# Spanish-Native GenAI Quality Benchmark (Lakehouse Edition)

## What is this notebook?

This notebook demonstrates a simple, reproducible way to evaluate how language models perform across different Spanish dialects and noisy real-world text.

Instead of building a new model, we focus on measuring model performance in realistic conditions before deployment.

---

## Why does this matter?

Most AI systems are evaluated using English benchmarks.

However, real users in Latin America:
- Use regional slang (El Salvador vs Perú)
- Mix formal and informal language
- Send noisy text (OCR errors, typos, web copy)

If we only test in English, we may miss performance gaps that affect real users.

This notebook shows how to measure those differences using Databricks and Delta Lake.

---

## Lakehouse Architecture (Simple Version)

We organize the data into three layers:

**Bronze (Raw Data)**
- Original dialect examples
- Includes region and noise level

**Silver (Evaluation Items)**
- Structured prompts created from the raw text
- Ready to be sent to a model

**Gold (Evaluation Results)**
- Model outputs and quality metrics
- Aggregated performance by region and noise

---

## What we measure

We compare model accuracy across:
- Region (SV vs PE)
- Noise level (clean vs OCR noise)

The goal is to detect performance gaps before production deployment.

---

This is a simplified demo version of what could become a production-grade GenAI evaluation pipeline. 
In production systems, this type of evaluation can be used to gate model deployment, detect regressions, and reduce regional bias risk.



In [0]:
# --------------------------------------
# Environment Check: Confirm Compute Works
# --------------------------------------

spark.range(5).display()


id
0
1
2
3
4


In [0]:
# --------------------------------------
# Bronze Layer: Raw Dialect Data
# --------------------------------------

data = [
    # El Salvador (SV) - clean
    ("SV", "Está yuca.", "slang", "clean"),
    ("SV", "Vaya pues, chero.", "slang", "clean"),
    ("SV", "¡Puchica! No tengo pisto.", "slang", "clean"),
    ("SV", "¿Qué onda? Todo chivo.", "slang", "clean"),

    # Perú (PE) - clean
    ("PE", "Ese pata es de mi barrio.", "slang", "clean"),
    ("PE", "Está bien chévere.", "slang", "clean"),
    ("PE", "Me paltea un montón.", "slang", "clean"),
    ("PE", "Ya pues, causa.", "slang", "clean"),

    # Noise variants (OCR/web-like)
    ("SV", "N0 teng0 p1st0", "slang", "ocr_noise"),
    ("PE", "ESE pata es de mi barri0", "slang", "ocr_noise"),
]

df = spark.createDataFrame(
    data,
    ["region", "text", "task_type", "noise_level"]
)

df.write.format("delta").mode("overwrite").saveAsTable("latam_bronze_dialect_raw")

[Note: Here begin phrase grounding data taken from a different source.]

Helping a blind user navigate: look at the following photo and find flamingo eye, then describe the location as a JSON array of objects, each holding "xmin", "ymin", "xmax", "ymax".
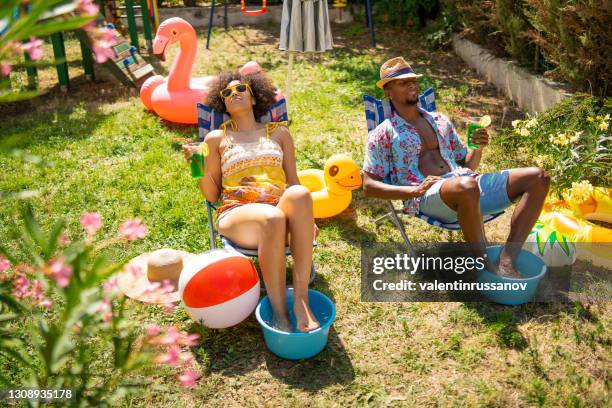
[{"xmin": 172, "ymin": 29, "xmax": 177, "ymax": 36}]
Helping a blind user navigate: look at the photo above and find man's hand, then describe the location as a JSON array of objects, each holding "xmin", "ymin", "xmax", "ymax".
[
  {"xmin": 414, "ymin": 175, "xmax": 442, "ymax": 196},
  {"xmin": 470, "ymin": 128, "xmax": 490, "ymax": 150},
  {"xmin": 181, "ymin": 143, "xmax": 198, "ymax": 162}
]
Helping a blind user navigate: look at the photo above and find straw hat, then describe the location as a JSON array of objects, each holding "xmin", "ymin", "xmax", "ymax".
[
  {"xmin": 376, "ymin": 56, "xmax": 422, "ymax": 88},
  {"xmin": 117, "ymin": 248, "xmax": 196, "ymax": 304}
]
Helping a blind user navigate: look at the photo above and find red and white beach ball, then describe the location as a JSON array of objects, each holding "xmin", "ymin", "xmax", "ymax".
[{"xmin": 178, "ymin": 249, "xmax": 260, "ymax": 328}]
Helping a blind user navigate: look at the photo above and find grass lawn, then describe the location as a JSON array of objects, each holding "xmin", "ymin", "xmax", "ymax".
[{"xmin": 1, "ymin": 24, "xmax": 610, "ymax": 407}]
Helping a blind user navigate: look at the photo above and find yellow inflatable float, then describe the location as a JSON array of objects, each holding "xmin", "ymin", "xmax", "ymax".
[
  {"xmin": 537, "ymin": 183, "xmax": 611, "ymax": 268},
  {"xmin": 298, "ymin": 154, "xmax": 362, "ymax": 218}
]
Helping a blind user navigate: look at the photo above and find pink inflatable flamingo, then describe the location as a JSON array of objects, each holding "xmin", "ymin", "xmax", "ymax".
[{"xmin": 140, "ymin": 17, "xmax": 215, "ymax": 124}]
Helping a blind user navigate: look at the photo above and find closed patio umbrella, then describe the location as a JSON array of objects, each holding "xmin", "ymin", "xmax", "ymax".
[{"xmin": 279, "ymin": 0, "xmax": 334, "ymax": 105}]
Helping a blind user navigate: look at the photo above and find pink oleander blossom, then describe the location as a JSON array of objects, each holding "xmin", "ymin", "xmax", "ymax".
[
  {"xmin": 89, "ymin": 27, "xmax": 117, "ymax": 63},
  {"xmin": 49, "ymin": 258, "xmax": 73, "ymax": 288},
  {"xmin": 21, "ymin": 38, "xmax": 43, "ymax": 61},
  {"xmin": 178, "ymin": 333, "xmax": 200, "ymax": 347},
  {"xmin": 39, "ymin": 298, "xmax": 53, "ymax": 309},
  {"xmin": 81, "ymin": 212, "xmax": 102, "ymax": 235},
  {"xmin": 0, "ymin": 257, "xmax": 10, "ymax": 273},
  {"xmin": 163, "ymin": 302, "xmax": 176, "ymax": 314},
  {"xmin": 76, "ymin": 0, "xmax": 100, "ymax": 16},
  {"xmin": 1, "ymin": 63, "xmax": 11, "ymax": 77},
  {"xmin": 146, "ymin": 324, "xmax": 161, "ymax": 337},
  {"xmin": 119, "ymin": 218, "xmax": 148, "ymax": 241},
  {"xmin": 154, "ymin": 346, "xmax": 181, "ymax": 366},
  {"xmin": 103, "ymin": 276, "xmax": 119, "ymax": 293},
  {"xmin": 12, "ymin": 273, "xmax": 31, "ymax": 298},
  {"xmin": 178, "ymin": 369, "xmax": 199, "ymax": 387}
]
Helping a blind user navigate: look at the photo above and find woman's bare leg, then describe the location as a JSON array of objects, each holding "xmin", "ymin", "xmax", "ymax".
[
  {"xmin": 277, "ymin": 185, "xmax": 320, "ymax": 332},
  {"xmin": 217, "ymin": 203, "xmax": 291, "ymax": 331}
]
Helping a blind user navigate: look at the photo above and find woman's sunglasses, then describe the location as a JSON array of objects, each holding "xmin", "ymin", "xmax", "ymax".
[{"xmin": 220, "ymin": 83, "xmax": 253, "ymax": 99}]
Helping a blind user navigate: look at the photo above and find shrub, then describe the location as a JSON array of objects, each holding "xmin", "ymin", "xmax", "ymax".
[
  {"xmin": 0, "ymin": 207, "xmax": 201, "ymax": 405},
  {"xmin": 494, "ymin": 95, "xmax": 611, "ymax": 194}
]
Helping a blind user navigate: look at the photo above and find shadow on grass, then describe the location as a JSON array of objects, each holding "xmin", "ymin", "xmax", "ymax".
[{"xmin": 190, "ymin": 269, "xmax": 354, "ymax": 390}]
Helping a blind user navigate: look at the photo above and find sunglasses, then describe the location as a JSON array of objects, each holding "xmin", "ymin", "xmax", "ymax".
[{"xmin": 220, "ymin": 83, "xmax": 253, "ymax": 99}]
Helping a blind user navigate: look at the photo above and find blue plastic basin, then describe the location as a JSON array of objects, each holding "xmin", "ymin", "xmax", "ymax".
[
  {"xmin": 255, "ymin": 288, "xmax": 336, "ymax": 360},
  {"xmin": 477, "ymin": 245, "xmax": 547, "ymax": 305}
]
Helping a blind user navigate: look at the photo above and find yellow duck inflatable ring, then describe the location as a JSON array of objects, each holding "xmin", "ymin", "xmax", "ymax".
[{"xmin": 298, "ymin": 154, "xmax": 362, "ymax": 218}]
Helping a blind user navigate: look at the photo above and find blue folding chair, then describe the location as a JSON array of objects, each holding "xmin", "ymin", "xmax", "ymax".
[
  {"xmin": 197, "ymin": 98, "xmax": 316, "ymax": 284},
  {"xmin": 364, "ymin": 88, "xmax": 505, "ymax": 252}
]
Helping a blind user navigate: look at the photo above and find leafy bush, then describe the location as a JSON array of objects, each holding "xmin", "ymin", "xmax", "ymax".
[
  {"xmin": 440, "ymin": 0, "xmax": 611, "ymax": 96},
  {"xmin": 494, "ymin": 95, "xmax": 611, "ymax": 194},
  {"xmin": 371, "ymin": 0, "xmax": 439, "ymax": 29},
  {"xmin": 0, "ymin": 207, "xmax": 200, "ymax": 405}
]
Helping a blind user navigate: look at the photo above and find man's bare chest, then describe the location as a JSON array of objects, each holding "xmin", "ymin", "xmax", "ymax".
[{"xmin": 408, "ymin": 119, "xmax": 439, "ymax": 151}]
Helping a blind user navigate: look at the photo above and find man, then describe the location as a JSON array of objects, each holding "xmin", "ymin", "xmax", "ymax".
[{"xmin": 362, "ymin": 57, "xmax": 550, "ymax": 277}]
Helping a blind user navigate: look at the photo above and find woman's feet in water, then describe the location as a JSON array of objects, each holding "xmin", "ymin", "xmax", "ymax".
[
  {"xmin": 487, "ymin": 249, "xmax": 521, "ymax": 279},
  {"xmin": 273, "ymin": 313, "xmax": 292, "ymax": 333},
  {"xmin": 293, "ymin": 296, "xmax": 320, "ymax": 332}
]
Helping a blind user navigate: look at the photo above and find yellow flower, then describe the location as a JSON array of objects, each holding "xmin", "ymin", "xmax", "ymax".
[
  {"xmin": 526, "ymin": 118, "xmax": 538, "ymax": 128},
  {"xmin": 599, "ymin": 121, "xmax": 609, "ymax": 131},
  {"xmin": 604, "ymin": 114, "xmax": 611, "ymax": 121},
  {"xmin": 534, "ymin": 154, "xmax": 549, "ymax": 167},
  {"xmin": 587, "ymin": 116, "xmax": 595, "ymax": 123},
  {"xmin": 564, "ymin": 180, "xmax": 593, "ymax": 204},
  {"xmin": 512, "ymin": 119, "xmax": 521, "ymax": 128},
  {"xmin": 519, "ymin": 127, "xmax": 530, "ymax": 136}
]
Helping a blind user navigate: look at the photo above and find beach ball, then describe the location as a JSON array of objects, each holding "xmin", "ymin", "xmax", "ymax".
[
  {"xmin": 523, "ymin": 220, "xmax": 576, "ymax": 267},
  {"xmin": 178, "ymin": 249, "xmax": 260, "ymax": 328}
]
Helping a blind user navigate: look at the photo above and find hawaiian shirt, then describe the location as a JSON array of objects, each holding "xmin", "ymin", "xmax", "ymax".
[
  {"xmin": 363, "ymin": 108, "xmax": 470, "ymax": 184},
  {"xmin": 363, "ymin": 108, "xmax": 471, "ymax": 213}
]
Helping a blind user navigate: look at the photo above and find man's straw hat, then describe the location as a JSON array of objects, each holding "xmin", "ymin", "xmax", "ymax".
[
  {"xmin": 117, "ymin": 248, "xmax": 195, "ymax": 304},
  {"xmin": 376, "ymin": 56, "xmax": 422, "ymax": 88}
]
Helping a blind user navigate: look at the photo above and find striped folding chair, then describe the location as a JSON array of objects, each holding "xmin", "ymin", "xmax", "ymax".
[
  {"xmin": 364, "ymin": 88, "xmax": 505, "ymax": 252},
  {"xmin": 196, "ymin": 98, "xmax": 316, "ymax": 284}
]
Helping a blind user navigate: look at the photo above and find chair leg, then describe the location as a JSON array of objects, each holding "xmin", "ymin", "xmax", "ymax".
[{"xmin": 386, "ymin": 201, "xmax": 414, "ymax": 255}]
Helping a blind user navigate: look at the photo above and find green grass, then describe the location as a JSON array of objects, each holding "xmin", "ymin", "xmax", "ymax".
[{"xmin": 1, "ymin": 25, "xmax": 610, "ymax": 407}]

spark.table("latam_bronze_dialect_raw").display()


region,text,task_type,noise_level
SV,Está yuca.,slang,clean
SV,"Vaya pues, chero.",slang,clean
SV,¡Puchica! No tengo pisto.,slang,clean
SV,¿Qué onda? Todo chivo.,slang,clean
PE,Ese pata es de mi barrio.,slang,clean
PE,Está bien chévere.,slang,clean
PE,Me paltea un montón.,slang,clean
PE,"Ya pues, causa.",slang,clean
SV,N0 teng0 p1st0,slang,ocr_noise
PE,ESE pata es de mi barri0,slang,ocr_noise


In [0]:
# --------------------------------------
# Silver Layer: Structured Evaluation Items
# --------------------------------------

from pyspark.sql import functions as F

bronze_df = spark.table("latam_bronze_dialect_raw")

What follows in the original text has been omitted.